The databases used for storing this data, also requires significant attention. The use of large databases for analyses is the most efficient and reliable method and the implementation of such databases in different countries could increase the quality of the information on adverse drug reactions (ADRs) by allowing researchers to conduct efficiently various types of studies They would also permit wider accessibility for researchers. The ability to understand and prioritize the most important data, and to use data mining to evaluate it is very advantageous. In Europe, the Eudravigilance system consists of one common electronic reporting point within the European Union that is advanced. This harmonised system is compliant with ICH E2B (M), M1 and M2 standards. The advantage of this system is ease of use and fast reporting mechanisms both from reporters, but also between health authorities. Unfortunately, despite significant globalisation of pharmaceutical companies and many of the same drugs being available in the main territories, adverse event data is not shared routinely between territories. However, the FDA for example will accept data from clinical trials carried out abroad if they are conducted ethically and in accordance with requirements.(5) It is expected that there is a possibility that the US and EU may seek to share such data going forward and this would offer a significant benefit should this happen. It would allow access to data derived from a broader exposure in these populations.
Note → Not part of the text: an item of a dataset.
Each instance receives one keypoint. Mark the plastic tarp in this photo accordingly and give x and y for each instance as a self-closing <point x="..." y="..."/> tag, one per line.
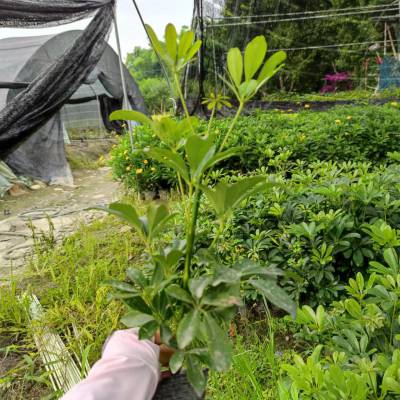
<point x="59" y="69"/>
In conclusion, monitoring does carry a cost, though there are advantages to gathering data which can drive evidence-based decisions on medicine selection, produce sound data with which to respond to any medicine scares in an informed manner, minimize adverse effects which might affect patient safety and adherence by determining risk factors and the means for risk prevention, allow early identification of inefficacy or treatment failure, identify medicine–medicine, medicine–disease or medicine–food interactions. Costs are normally associated with staff, training, communication, information systems, production of promotional literature, and production of reporting forms. Monitoring involves many stakeholders including the ministers of health, regulatory authorities, national pharmacovigilance centre, the WHO monitoring centre, the European Medicines Agency (EMEA), academia, hospitals, schools of medicine, pharmacy and nursing, professional organizations, health professionals who are to participate, pharmaceutical companies, patients, media, patient support groups where these exist, general public.

References

 

1. Volume 10 Eudralex Clinical trials guidelines

2. ICH Topic E 2 A. Clinical Safety Data Management: Definitions and Standards for Expedited Reporting. Note for Guidance on Clinical Safety Data Management Definitions and Standards for Expediting and Standards for Expedited Reporting. June 1995 CPMP/ICH/377/95

3. Mann RD. Prescription-event monitoring -recent progress and future horizons. Br J Clin Pharmacol1998; 46: 195-201.

4. Volume 9A Eudralex. Pharmacovigilance guidelines.

5. Code of Federal Regulations. Title 21, Volume 5. Revised as of April 1, 2009. 21CFR312.120. Investigational New Drugs. Foreign clinical studies not conducted under an IND.